# Intensity and amplitude

1. Aug 14, 2013

### Gauss M.D.

This is something I don't relly get. I keep reading that the intensity of a wave is proportional to the square of its amplitude.

So let's suppose we have a random wave source, with amplitude A0. If we replace that source with five identical copies of it, their collective amplitude is 5A, yes? But have I really raised the energy level at the source by a factor of 25? What am I missing here?

(X-posting since I think the subforum I posted in was not appropriate)

2. Aug 14, 2013

### barryj

Lets look at an electrical example. Power = (voltage)^2/R. In general power is equivalent to intensity while voltage is equivalent of amplitude. If you double the voltage, the power goes up by four. If voltage goes up by 5, power goes up by 25.

3. Aug 14, 2013

### tiny-tim

i'll use the electrical example slightly differently …

the energy (or power) is proportional to VI (voltage times current) …

how are you going to double the current without doubling the voltage?

4. Aug 15, 2013

### rude man

If they are really copies of each other, the amplitudes will add and the intensity is indeed 25x.

But they must be in phase with each other.

5. Aug 15, 2013

### haruspex

Consider two sources like sin(t). (Sound waves, say, except that I'll ignore attenuation with distance.) Suppose they are not co-located, so in places they will interfere constructively and in other places destructively. In general, they may be received as sin(t+α) and sin(t-α). That adds to 2 sin(t)cos(α). Squaring and integrating 0 to 2π gives 4π cos2(α).

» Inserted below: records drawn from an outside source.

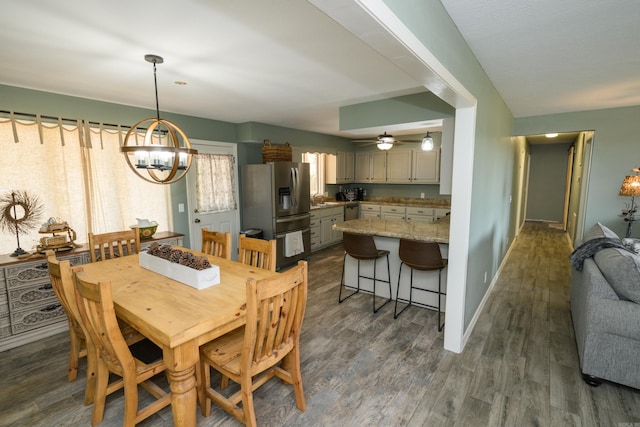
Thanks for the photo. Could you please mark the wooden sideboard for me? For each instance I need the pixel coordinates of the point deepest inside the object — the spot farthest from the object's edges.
(29, 309)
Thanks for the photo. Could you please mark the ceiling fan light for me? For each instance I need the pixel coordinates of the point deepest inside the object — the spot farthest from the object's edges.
(427, 143)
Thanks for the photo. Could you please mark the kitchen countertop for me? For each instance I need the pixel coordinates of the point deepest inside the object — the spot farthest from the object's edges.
(437, 231)
(332, 204)
(395, 201)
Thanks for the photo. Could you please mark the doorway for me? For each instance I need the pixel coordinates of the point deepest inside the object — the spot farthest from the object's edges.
(217, 220)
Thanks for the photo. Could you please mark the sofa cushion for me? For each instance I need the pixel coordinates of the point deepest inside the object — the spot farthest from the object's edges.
(600, 230)
(622, 270)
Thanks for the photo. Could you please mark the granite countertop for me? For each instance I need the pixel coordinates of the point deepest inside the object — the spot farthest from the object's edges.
(395, 201)
(333, 204)
(437, 231)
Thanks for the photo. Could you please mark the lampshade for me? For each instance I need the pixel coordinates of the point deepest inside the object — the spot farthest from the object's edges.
(427, 143)
(630, 186)
(163, 154)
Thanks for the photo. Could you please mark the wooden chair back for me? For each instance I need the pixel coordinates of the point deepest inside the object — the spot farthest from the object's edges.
(275, 309)
(95, 304)
(96, 309)
(257, 252)
(251, 355)
(114, 244)
(216, 243)
(63, 286)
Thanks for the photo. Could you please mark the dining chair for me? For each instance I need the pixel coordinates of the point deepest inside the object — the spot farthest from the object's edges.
(114, 244)
(216, 243)
(267, 346)
(362, 247)
(421, 256)
(62, 284)
(257, 252)
(97, 312)
(61, 276)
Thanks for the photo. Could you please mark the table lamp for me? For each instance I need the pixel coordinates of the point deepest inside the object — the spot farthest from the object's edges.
(630, 188)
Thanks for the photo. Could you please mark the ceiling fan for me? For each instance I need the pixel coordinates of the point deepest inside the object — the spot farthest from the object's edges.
(385, 141)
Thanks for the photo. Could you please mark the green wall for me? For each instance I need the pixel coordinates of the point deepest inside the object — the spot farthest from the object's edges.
(495, 156)
(615, 151)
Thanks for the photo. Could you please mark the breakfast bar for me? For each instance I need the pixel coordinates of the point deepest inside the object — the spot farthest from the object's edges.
(387, 235)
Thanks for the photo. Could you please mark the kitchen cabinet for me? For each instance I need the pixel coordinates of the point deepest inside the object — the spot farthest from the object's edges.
(29, 309)
(426, 167)
(340, 168)
(322, 232)
(393, 212)
(439, 213)
(371, 166)
(416, 214)
(399, 166)
(369, 211)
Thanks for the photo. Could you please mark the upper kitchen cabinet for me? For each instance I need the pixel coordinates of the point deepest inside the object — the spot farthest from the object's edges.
(371, 166)
(340, 168)
(413, 166)
(399, 164)
(426, 167)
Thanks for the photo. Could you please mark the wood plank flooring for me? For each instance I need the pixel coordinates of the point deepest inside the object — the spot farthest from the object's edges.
(519, 368)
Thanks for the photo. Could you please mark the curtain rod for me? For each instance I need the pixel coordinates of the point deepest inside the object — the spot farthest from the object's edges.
(61, 118)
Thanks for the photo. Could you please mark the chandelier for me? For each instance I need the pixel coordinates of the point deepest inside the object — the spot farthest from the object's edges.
(163, 154)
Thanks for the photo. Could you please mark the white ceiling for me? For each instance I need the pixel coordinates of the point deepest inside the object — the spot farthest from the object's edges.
(284, 62)
(550, 56)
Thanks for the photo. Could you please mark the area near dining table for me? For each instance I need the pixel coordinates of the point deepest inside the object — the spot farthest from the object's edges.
(387, 235)
(177, 317)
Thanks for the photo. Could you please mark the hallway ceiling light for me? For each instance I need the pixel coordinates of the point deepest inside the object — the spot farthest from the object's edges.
(164, 155)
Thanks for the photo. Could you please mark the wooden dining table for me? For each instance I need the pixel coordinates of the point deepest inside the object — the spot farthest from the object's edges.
(177, 317)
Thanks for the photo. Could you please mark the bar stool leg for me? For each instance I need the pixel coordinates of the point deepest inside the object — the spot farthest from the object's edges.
(375, 310)
(440, 325)
(342, 281)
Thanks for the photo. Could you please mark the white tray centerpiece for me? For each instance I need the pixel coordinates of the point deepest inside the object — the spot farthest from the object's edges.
(182, 266)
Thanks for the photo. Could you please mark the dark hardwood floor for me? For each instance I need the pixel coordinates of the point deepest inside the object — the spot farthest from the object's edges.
(519, 368)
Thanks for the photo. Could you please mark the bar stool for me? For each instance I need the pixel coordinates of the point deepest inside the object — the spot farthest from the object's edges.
(422, 256)
(362, 247)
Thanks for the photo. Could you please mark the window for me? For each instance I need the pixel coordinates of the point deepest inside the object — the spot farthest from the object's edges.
(316, 171)
(218, 169)
(79, 176)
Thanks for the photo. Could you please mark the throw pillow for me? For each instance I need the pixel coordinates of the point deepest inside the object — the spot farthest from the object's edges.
(622, 270)
(600, 230)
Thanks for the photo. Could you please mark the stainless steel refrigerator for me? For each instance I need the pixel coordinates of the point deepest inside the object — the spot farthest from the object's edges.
(275, 198)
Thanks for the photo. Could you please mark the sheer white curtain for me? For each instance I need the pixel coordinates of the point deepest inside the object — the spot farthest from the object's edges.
(79, 176)
(216, 187)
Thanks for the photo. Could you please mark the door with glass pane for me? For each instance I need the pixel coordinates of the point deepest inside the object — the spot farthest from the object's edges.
(212, 192)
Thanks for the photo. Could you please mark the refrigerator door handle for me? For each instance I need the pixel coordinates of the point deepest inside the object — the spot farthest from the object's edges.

If we suppose all phase differences (α values) occur equally across a region, we can integrate wrt α and obtain an average value of 2π. A single sin(t) source gives π, so the power from two sources is double, as expected.
If the sources are exactly co-located then indeed you will get four times the power everywhere, but in this case the source is working four times as hard.